Car le surcoût est évidemment déterminant,
pour le succès du tramway sans fil. Pour Innorail, il restera
marginal par rapport au coût global de construction d'une
ligne de tramway. La pose de la caténaire ne représente
habituellement que 1 à 2 % de la facture totale.
Alstom, encore au stade du développement, refuse de s'engager
sur un prix. Mais son système, plus sophistiqué,
devrait être plus coûteux que celui de Spie Enertrans
à la construction. « Il faut raisonner sur la période
d'exploitation, se défend Daniel Cornic.
Nos coûts de maintenance seront probablement très
faibles. Notre système a été testé
sur deux millions de cycles avec succès. » Quant
au système d'Ansaldo, il sera sans doute moins cher, mais
techniquement moins crédible.
Les trois systèmes ont en tout cas en commun un ennemi
imparable :
l'eau. « Nous nous sommes attachés à respecter
des normes sévères en termes d'étanchéité,
pour être sûrs que les boîtes de commutations
ne soient pas altérées en cas d'infiltration »,
explique Daniel Cornic. Néanmoins, le tramway ne pourra
pas fonctionner en cas de submersion de la chaussée. Chez
Ansaldo, on contre les infiltrations en injectant de l'azote gazeux
dans le boîtier.
Mais, dans tous les cas, en présence de grosse flaque,
et particulièrement si l'eau contient du sel, un court-circuit
peut se former entre les segments. Les constructeurs reconnaissent
que c'est la limite d'exploitation du système, qui impose
un excellent drainage de l'infrastructure.
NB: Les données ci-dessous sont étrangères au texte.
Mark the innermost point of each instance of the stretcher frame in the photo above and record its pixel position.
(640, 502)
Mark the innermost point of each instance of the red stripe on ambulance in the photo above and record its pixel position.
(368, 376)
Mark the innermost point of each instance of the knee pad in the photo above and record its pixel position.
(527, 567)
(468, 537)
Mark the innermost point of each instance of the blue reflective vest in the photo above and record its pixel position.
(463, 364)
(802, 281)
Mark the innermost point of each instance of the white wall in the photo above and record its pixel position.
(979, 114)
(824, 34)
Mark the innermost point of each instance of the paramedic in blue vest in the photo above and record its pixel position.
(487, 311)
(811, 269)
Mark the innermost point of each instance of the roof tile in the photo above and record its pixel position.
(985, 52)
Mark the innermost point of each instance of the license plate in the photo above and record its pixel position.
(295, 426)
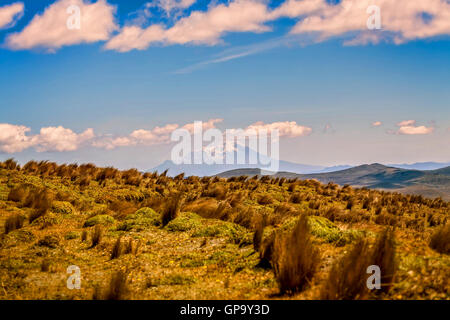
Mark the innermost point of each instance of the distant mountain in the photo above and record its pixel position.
(210, 170)
(422, 165)
(430, 183)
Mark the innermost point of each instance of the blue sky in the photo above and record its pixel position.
(320, 82)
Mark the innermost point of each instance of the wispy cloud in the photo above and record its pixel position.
(241, 52)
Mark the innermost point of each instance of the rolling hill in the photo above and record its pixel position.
(429, 183)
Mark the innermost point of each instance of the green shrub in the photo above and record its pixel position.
(185, 222)
(101, 219)
(141, 219)
(62, 207)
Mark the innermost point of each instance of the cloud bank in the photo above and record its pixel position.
(50, 30)
(17, 138)
(319, 20)
(9, 14)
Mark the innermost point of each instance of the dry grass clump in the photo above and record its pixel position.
(295, 258)
(117, 249)
(172, 208)
(265, 199)
(14, 222)
(440, 240)
(18, 194)
(296, 198)
(39, 200)
(348, 276)
(45, 265)
(216, 191)
(84, 236)
(97, 235)
(384, 256)
(117, 288)
(121, 208)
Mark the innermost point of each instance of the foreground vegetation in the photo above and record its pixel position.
(149, 236)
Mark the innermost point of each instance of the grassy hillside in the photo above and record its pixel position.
(148, 236)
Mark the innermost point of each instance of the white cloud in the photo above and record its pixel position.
(402, 20)
(60, 139)
(172, 5)
(289, 129)
(198, 28)
(9, 14)
(406, 123)
(135, 37)
(50, 30)
(377, 123)
(14, 138)
(409, 127)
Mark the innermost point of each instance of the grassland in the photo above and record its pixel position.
(149, 236)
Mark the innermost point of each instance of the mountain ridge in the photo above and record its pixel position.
(429, 183)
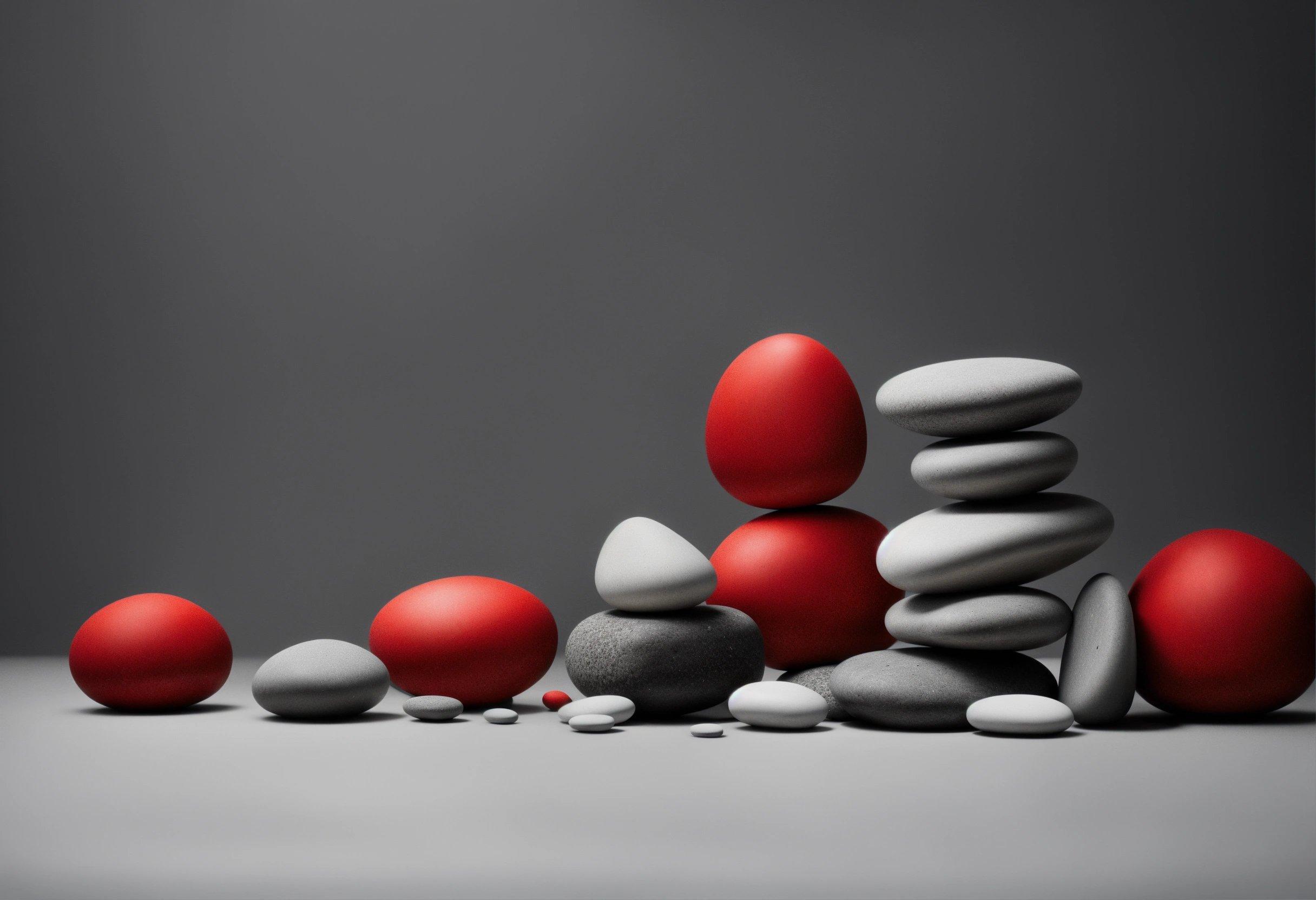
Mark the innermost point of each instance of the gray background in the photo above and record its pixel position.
(305, 305)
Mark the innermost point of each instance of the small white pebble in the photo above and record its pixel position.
(591, 723)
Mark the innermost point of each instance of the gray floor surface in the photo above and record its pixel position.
(227, 802)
Malgré cela, le captage par le sol fera certainement des
adeptes parmi les villes soucieuses de leur environnement. «
Pour l'instant, tempère Ronan Golias, ingénieur-urbaniste
au Gart (Groupement des autorités responsables de transport),il
nous manque un certain recul sur des questions de faisabiIités
économique et technique, pour être sûrs que
c'est une solution d'avenir.» Mais Olivier
Perraud est intarissable sur ses avantages : « Le côté
esthétique est le plus évident, mais on gagne aussi
sur d'autres tableaux ! » Le temps de construction sera
en effet raccourci, les travaux d'alimentation étant réalisés
en même temps que la pose des rails. Les longues négociations
avec les copropriétés pour les ancrages de fils
en façade sont éliminées.
Et, en l'absence de poteaux, la largeur de la plate-forme peut
être réduite de 10 %. Enfin, l'absence de caténaires
permet le passage de convois exceptionnels, impossibles sous les
fils aériens traditionnels. Outre Cannes, Toulon ou Valenciennes,
l'une des cibles privilégiées des constructeurs
sera très certainement Nice.
Les chars de son carnaval ne pourraient pas passer sous les lignes
aériennes ! .
Cécile BONNEAU L'Usine
Nouvelle du 27-04-00
Un article paru en 1999 sur l'expérimentation
réalisée à Marseille.
Une grande première, le tramway sans caténaire ?
Pas vraiment... Les tout premiers
tramways n'en étaient pas pourvus.
Pour cause :ils étaient tirés par des chevaux !
L'alimentation électrique arrive en 1890, et le captage
au sol est mis au point dés le début du siècle
dans le centre de Paris.
Deux systèmes sont développés. L'un consiste
à enterrer profondément le câble d'alimentation
dans une étroite gouttière et à collecter
le courant par une petite perche disposée sous le tramway.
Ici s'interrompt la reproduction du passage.